To mitigate insufficient logging & monitoring organisations must ensure that both application and transaction logs are kept and secured in separate data storage and analytics systems.  All systems in the request/response path of the API must send their log information to a separate storage system so it can be correlated during forensics.  If an API system is compromised then forensic information stored on that system cannot be trusted.  There are many options that facilitate collecting the log information but it is important to highlight that the information flow needs to be unidirectional.  Data from a compromised system must not be allowed to modify data already sent to the storage and analytics system, so implementations that use a shared drive, or tools like rsync, should be avoided since manipulation on the compromised system will change data on the storage system.

OWASP summary

Threat agents/attack vectors Security weakness Impacts
API specific : Exploitability 2 Prevalence 3 : Detectability 1 Technical 2 : Business specific
Attackers take advantage of lack of logging and monitoring to abuse systems without being noticed. Without logging and monitoring, or with insufficient logging and monitoring, it is almost impossible to track suspicious activities and respond to them in a timely fashion. Without visibility over on-going malicious activities, attackers have plenty of time to fully compromise systems.

Source: OWASP insufficient logging & monitoring

APIM context

The APIM plays a significant role in the collection of transaction log information since it is part of the request/response path in addition to its own application logs.  The APIM should help facilitate transport of this information to separate storage and analytics systems so that organisations are not left with creating their own solutions which may be vulnerable to the source system modifying the target system.

Tyk approach

Various features of Tyk can enhance data collection

  1. Tyk Gateway application logs can be configured to output to various other 3rd party aggregation and error tools. The verbosity of the log can also be increased if needed.
  2. Tyk analytics allows viewing the transaction log meta-data and as a configuration option the whole request/response payloads.
  3. Tyk Pump allows shipping of transaction logs into Tyk Analytics as well as other systems.
  4. Tyk Instrumentation allows sending statistics and metrics to other services such as StatsD and NewRelic.
  5. Tyk context variables can be used to inject a correlation id (request_id) into requests as they pass through the Gateway. This facilitates tracking of requests as they pass through the remaining API infrastructure.
  6. The API Gateway event system dynamically triggers handlers in real time when particular events occur. The handler is provided with contextual data about the event, such as authentication failure, which it sends to its defined target. Tyk provides two built-in handlers, a Webhook and a File logger, as well as the option to handle using custom JavaScript code.
  7. Audit logs can be generated based on usage of the Tyk Dashboard. This provides a record of all interactions between the Dashboard and its users.

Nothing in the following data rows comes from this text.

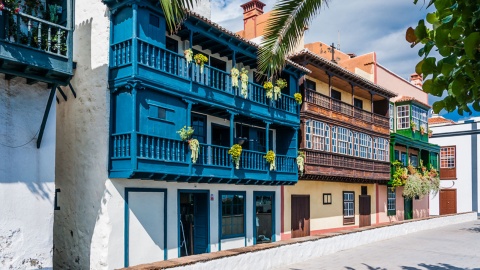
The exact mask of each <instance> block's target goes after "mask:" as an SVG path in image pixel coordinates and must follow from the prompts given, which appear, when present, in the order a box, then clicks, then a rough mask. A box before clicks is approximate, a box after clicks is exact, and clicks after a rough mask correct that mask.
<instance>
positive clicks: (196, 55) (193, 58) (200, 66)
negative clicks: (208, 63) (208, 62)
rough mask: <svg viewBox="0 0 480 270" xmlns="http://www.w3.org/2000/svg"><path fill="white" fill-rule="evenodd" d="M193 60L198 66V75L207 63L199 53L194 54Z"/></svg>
mask: <svg viewBox="0 0 480 270" xmlns="http://www.w3.org/2000/svg"><path fill="white" fill-rule="evenodd" d="M193 59H194V60H195V63H197V65H200V73H203V66H204V65H205V63H207V62H208V58H207V57H206V56H205V55H203V54H201V53H197V54H195V56H194V57H193Z"/></svg>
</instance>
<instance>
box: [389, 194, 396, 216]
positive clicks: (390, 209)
mask: <svg viewBox="0 0 480 270" xmlns="http://www.w3.org/2000/svg"><path fill="white" fill-rule="evenodd" d="M396 202H397V193H396V191H395V187H387V215H389V216H395V215H396V214H397V209H396Z"/></svg>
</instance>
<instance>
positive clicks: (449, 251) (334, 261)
mask: <svg viewBox="0 0 480 270" xmlns="http://www.w3.org/2000/svg"><path fill="white" fill-rule="evenodd" d="M276 269H277V270H300V269H302V270H303V269H371V270H377V269H378V270H383V269H389V270H390V269H405V270H415V269H427V270H447V269H448V270H457V269H480V220H476V221H473V222H467V223H461V224H457V225H451V226H446V227H442V228H438V229H434V230H428V231H423V232H418V233H412V234H409V235H406V236H402V237H397V238H393V239H389V240H385V241H381V242H377V243H373V244H368V245H364V246H360V247H357V248H353V249H349V250H344V251H341V252H338V253H335V254H332V255H328V256H323V257H319V258H316V259H312V260H308V261H305V262H303V263H298V264H293V265H288V266H285V267H281V268H276Z"/></svg>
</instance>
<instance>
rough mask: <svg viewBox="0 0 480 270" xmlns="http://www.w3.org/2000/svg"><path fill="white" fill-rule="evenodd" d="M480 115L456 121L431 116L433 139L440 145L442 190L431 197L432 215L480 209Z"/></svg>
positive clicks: (441, 189)
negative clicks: (433, 196) (474, 116)
mask: <svg viewBox="0 0 480 270" xmlns="http://www.w3.org/2000/svg"><path fill="white" fill-rule="evenodd" d="M479 122H480V117H474V118H471V119H469V120H465V121H460V122H458V123H454V122H453V121H449V120H446V119H444V118H443V117H440V116H434V117H432V118H430V119H429V123H430V129H431V130H432V131H433V135H432V138H431V142H432V143H435V144H438V145H440V147H441V150H440V180H441V183H440V188H441V189H440V192H439V194H438V195H437V196H435V197H433V196H432V197H430V214H431V215H442V214H450V213H462V212H470V211H473V212H477V213H479V215H480V211H479V209H480V200H479V195H478V194H479V193H480V187H479V184H478V183H479V170H478V166H479V164H480V163H479V154H480V147H479V138H480V137H479V136H480V130H479V125H480V123H479Z"/></svg>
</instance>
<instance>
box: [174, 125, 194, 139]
mask: <svg viewBox="0 0 480 270" xmlns="http://www.w3.org/2000/svg"><path fill="white" fill-rule="evenodd" d="M193 132H194V130H193V128H192V127H187V126H183V127H182V128H181V129H180V130H179V131H177V133H178V135H180V139H181V140H182V141H186V140H189V139H190V137H192V135H193Z"/></svg>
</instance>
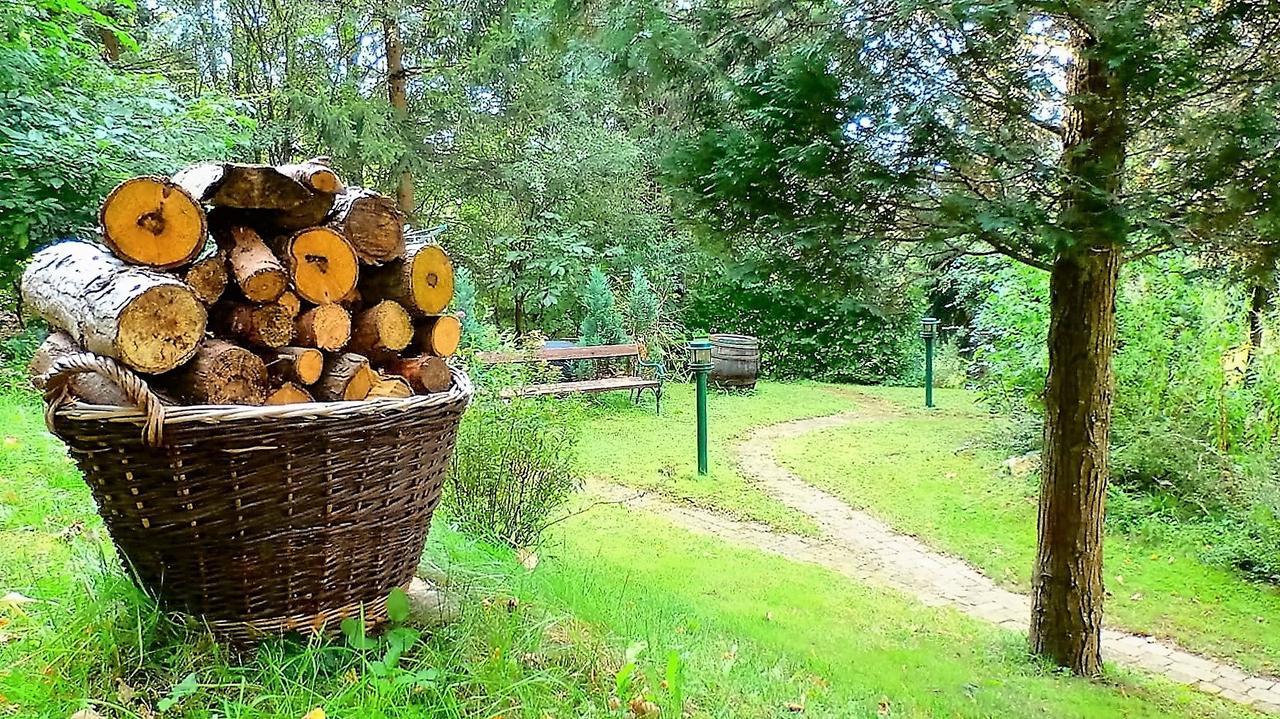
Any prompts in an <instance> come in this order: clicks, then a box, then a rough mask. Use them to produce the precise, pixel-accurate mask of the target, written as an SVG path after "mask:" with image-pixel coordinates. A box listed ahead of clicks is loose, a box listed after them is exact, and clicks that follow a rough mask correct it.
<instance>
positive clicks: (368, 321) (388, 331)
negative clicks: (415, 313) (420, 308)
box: [351, 299, 413, 354]
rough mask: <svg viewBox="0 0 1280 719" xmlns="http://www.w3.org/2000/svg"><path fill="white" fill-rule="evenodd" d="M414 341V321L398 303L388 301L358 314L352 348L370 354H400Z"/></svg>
mask: <svg viewBox="0 0 1280 719" xmlns="http://www.w3.org/2000/svg"><path fill="white" fill-rule="evenodd" d="M412 340H413V321H412V320H411V319H410V316H408V312H406V311H404V308H403V307H401V306H399V303H398V302H392V301H390V299H384V301H381V302H379V303H378V304H374V306H372V307H370V308H369V310H365V311H362V312H360V313H358V315H356V317H355V320H353V321H352V329H351V349H352V352H360V353H362V354H369V353H372V352H381V351H388V349H389V351H393V352H398V351H401V349H404V348H406V347H408V343H410V342H412Z"/></svg>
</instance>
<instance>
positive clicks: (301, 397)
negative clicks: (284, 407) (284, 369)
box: [264, 383, 316, 404]
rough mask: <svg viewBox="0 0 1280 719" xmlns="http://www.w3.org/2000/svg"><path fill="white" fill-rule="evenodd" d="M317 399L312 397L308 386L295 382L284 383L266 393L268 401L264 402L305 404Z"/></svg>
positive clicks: (269, 402)
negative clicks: (283, 383) (303, 387)
mask: <svg viewBox="0 0 1280 719" xmlns="http://www.w3.org/2000/svg"><path fill="white" fill-rule="evenodd" d="M315 400H316V399H315V398H314V397H311V393H310V391H307V390H306V388H303V386H300V385H296V384H293V383H284V384H282V385H280V386H278V388H275V389H274V390H273V391H271V393H270V394H268V395H266V402H264V404H305V403H307V402H315Z"/></svg>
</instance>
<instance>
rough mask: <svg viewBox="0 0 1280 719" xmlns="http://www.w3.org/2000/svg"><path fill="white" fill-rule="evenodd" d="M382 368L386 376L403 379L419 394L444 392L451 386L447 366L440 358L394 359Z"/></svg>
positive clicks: (383, 365)
mask: <svg viewBox="0 0 1280 719" xmlns="http://www.w3.org/2000/svg"><path fill="white" fill-rule="evenodd" d="M383 368H384V371H385V372H387V374H390V375H398V376H401V377H404V379H406V380H407V381H408V384H410V386H411V388H413V391H416V393H419V394H431V393H433V391H444V390H447V389H449V385H452V384H453V377H452V376H451V375H449V365H448V363H447V362H445V361H444V359H443V358H440V357H394V358H390V359H388V361H387V362H385V363H384V365H383Z"/></svg>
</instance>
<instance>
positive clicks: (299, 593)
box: [45, 354, 471, 641]
mask: <svg viewBox="0 0 1280 719" xmlns="http://www.w3.org/2000/svg"><path fill="white" fill-rule="evenodd" d="M79 372H99V374H100V375H102V376H106V377H109V379H111V380H113V381H115V383H116V384H119V385H120V388H122V389H124V391H125V394H127V395H128V397H129V399H131V400H133V402H134V403H136V404H137V408H124V407H101V406H88V404H82V403H78V402H74V400H73V399H72V398H70V397H69V393H68V390H67V386H68V380H69V379H70V377H72V376H73V375H76V374H79ZM45 399H46V420H47V422H49V426H50V430H51V431H52V432H54V434H56V435H58V436H59V438H61V439H63V441H65V443H67V445H68V448H69V449H70V454H72V457H73V458H74V459H76V462H77V463H78V464H79V468H81V471H82V472H83V473H84V480H86V482H87V484H88V485H90V487H91V489H92V491H93V498H95V500H96V502H97V507H99V513H101V516H102V518H104V519H105V521H106V527H108V530H109V531H110V533H111V539H113V540H114V541H115V545H116V548H119V550H120V554H122V555H123V557H124V559H125V563H127V564H128V565H131V567H132V569H133V572H134V573H136V577H137V580H138V582H140V585H141V586H142V589H143V590H146V591H147V592H150V594H151V595H152V596H155V597H157V599H159V600H160V603H161V605H164V606H165V608H168V609H172V610H178V612H184V613H189V614H195V615H198V617H200V618H202V619H204V620H205V622H207V624H209V626H210V627H211V628H212V629H214V632H215V633H219V635H221V636H224V637H227V638H230V640H233V641H253V640H256V638H259V637H261V636H264V635H268V633H280V632H288V631H293V629H298V631H307V632H316V631H321V629H323V628H325V627H328V628H330V629H332V628H337V626H338V623H339V620H340V619H343V618H346V617H355V615H364V617H365V620H366V622H367V623H369V624H376V623H379V622H381V620H384V619H385V601H384V600H385V597H387V595H388V592H389V591H390V590H392V589H393V587H397V586H406V585H407V583H408V581H410V580H412V577H413V571H415V568H416V567H417V563H419V559H420V557H421V553H422V545H424V542H425V540H426V531H428V527H429V525H430V521H431V512H433V510H434V509H435V505H436V502H438V500H439V496H440V486H442V484H443V481H444V472H445V467H447V466H448V463H449V459H451V457H452V454H453V444H454V439H456V438H457V430H458V421H460V420H461V417H462V412H463V409H466V406H467V402H468V400H470V399H471V383H470V380H468V379H467V376H466V374H463V372H461V371H458V370H454V371H453V385H452V386H451V389H449V390H448V391H443V393H438V394H430V395H424V397H410V398H406V399H374V400H367V402H325V403H307V404H288V406H279V407H215V406H193V407H165V406H163V404H161V403H160V400H159V398H157V397H156V395H155V394H152V393H151V390H150V389H148V388H147V385H146V384H145V383H143V381H142V380H141V379H138V377H137V375H134V374H132V372H131V371H129V370H127V368H124V367H122V366H120V365H118V363H116V362H114V361H111V359H109V358H104V357H99V356H95V354H77V356H72V357H64V358H61V359H59V361H56V362H55V363H54V366H52V367H51V368H50V371H49V374H47V375H46V377H45Z"/></svg>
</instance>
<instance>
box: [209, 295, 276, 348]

It is important to differentiate but not separate application logs from transaction logs.  Application logs are the logs the program creates during its operation.  These might be warnings or errors, stack traces, object state dumps, etc. that are generated by the program itself.  The transaction logs are the request/response information being handled by the application, the transactions being operated on by the program.  Both are valuable information in attack detection and forensics and should be treated equally in regards to storage mechanisms and retention policies.  In addition, many times the ability to correlate attacks in different systems is the timestamp so all systems must have their clocks in sync.  Drift of those clocks should be monitored and alerts sent when outside of thresholds.